The amount of CO2 measured atop Hawaii’s Mauna Loa volcano could end up reaching a record high throughout 2016 thanks to the recent El Niño weather phenomenon, the BBC reports. According to a study from the UK Met Office, the volcano’s recorded CO2 levels could stay above 400 parts per million for the entire year, in part because El Niño has had a drying effect in the tropics. You might remember that the NOAA also announced the highest recorded jump in CO2 levels at Mauna Loa earlier this year — El Niño is just exacerbating humanity’s troubling effect on the environment.
While we won’t see an immediate environmental effect by the CO2 levels, it’s still 50ppm higher than what scientists have deemed safe levels. The Earth hasn’t seen steady CO2 levels above 400ppm since three to five million years ago. Additionally, the Met Office expects carbon dioxide numbers to rise by 3.15ppm this year, another record figure (typically we jump 2ppm annually).
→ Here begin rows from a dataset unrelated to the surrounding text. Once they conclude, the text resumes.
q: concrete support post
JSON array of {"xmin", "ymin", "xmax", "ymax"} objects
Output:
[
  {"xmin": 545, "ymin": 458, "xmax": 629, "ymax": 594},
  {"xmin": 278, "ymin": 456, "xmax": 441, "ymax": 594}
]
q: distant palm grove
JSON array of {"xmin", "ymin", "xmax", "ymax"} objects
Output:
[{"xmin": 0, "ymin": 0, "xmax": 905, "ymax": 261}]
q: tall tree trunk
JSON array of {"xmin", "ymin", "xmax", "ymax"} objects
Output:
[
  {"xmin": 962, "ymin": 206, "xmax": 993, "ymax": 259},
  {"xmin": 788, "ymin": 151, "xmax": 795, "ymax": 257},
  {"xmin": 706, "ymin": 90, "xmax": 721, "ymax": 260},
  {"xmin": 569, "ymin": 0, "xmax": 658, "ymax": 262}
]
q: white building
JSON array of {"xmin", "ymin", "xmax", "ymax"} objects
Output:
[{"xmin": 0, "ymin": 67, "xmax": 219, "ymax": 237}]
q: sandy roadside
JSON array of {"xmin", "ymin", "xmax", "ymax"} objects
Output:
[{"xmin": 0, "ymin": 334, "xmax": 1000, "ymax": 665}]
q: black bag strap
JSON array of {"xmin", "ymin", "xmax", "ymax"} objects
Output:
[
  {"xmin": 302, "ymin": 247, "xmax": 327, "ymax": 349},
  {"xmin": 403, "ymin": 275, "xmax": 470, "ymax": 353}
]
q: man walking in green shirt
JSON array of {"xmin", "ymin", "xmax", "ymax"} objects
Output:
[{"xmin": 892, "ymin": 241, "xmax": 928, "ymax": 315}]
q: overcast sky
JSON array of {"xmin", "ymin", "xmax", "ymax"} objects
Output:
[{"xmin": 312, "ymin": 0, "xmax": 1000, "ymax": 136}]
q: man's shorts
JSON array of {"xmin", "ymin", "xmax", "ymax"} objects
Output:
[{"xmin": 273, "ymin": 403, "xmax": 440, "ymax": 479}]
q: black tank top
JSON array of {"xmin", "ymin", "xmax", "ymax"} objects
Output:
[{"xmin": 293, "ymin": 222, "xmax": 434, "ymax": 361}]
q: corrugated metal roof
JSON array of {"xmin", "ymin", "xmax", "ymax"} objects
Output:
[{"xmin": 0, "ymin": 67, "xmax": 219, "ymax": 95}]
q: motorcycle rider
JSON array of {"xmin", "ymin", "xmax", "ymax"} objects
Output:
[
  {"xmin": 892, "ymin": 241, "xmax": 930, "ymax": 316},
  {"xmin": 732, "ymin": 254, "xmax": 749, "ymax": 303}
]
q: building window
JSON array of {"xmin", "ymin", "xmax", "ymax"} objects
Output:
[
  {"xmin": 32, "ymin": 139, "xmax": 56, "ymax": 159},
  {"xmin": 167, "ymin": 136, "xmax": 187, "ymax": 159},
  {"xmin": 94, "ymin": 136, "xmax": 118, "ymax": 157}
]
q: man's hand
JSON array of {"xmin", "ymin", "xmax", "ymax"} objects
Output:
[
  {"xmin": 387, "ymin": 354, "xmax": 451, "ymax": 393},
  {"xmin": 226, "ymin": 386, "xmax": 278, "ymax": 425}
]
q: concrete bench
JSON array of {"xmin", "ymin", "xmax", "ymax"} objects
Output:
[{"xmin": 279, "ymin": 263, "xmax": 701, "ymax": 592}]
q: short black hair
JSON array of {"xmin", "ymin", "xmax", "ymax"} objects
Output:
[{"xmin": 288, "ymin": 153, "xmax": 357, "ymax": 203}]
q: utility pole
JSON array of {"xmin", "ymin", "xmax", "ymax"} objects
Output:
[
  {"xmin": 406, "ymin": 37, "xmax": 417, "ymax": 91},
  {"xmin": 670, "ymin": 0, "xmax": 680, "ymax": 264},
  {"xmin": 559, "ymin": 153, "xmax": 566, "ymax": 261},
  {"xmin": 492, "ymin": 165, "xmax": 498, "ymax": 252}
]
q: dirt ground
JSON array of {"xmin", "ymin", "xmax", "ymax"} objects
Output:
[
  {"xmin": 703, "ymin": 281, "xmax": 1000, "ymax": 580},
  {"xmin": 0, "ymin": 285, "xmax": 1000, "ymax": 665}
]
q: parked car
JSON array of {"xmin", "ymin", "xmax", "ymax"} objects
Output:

“It’s important to note that this year’s rise in CO2 is bigger than the last El Niño, in 1997/8, because human emissions have gone up by 25% since then. So, it’s the natural effect on top of the increasing human effect,” Professor Richard Betts of the Met Office told the BBC.
The most depressing thing about this report? We likely won’t see CO2 levels to dip below 400ppm for a long, long time. There’s a chance that La Niña, an opposing climate event to El Niño that cools the Atlantic Ocean, might push carbon dioxide numbers down, but not enough to go beyond the 400ppm threshold.
If anything, the news is a clear sign that every industrialized country needs to push harder towards reducing greenhouse emissions. It’s not impossible: Scotland just announced that it managed to lower its emissionsby 45.8 percent compared to 1990. That’s a full six years ahead of its 2020 goal to reduce emissions by 42 percent.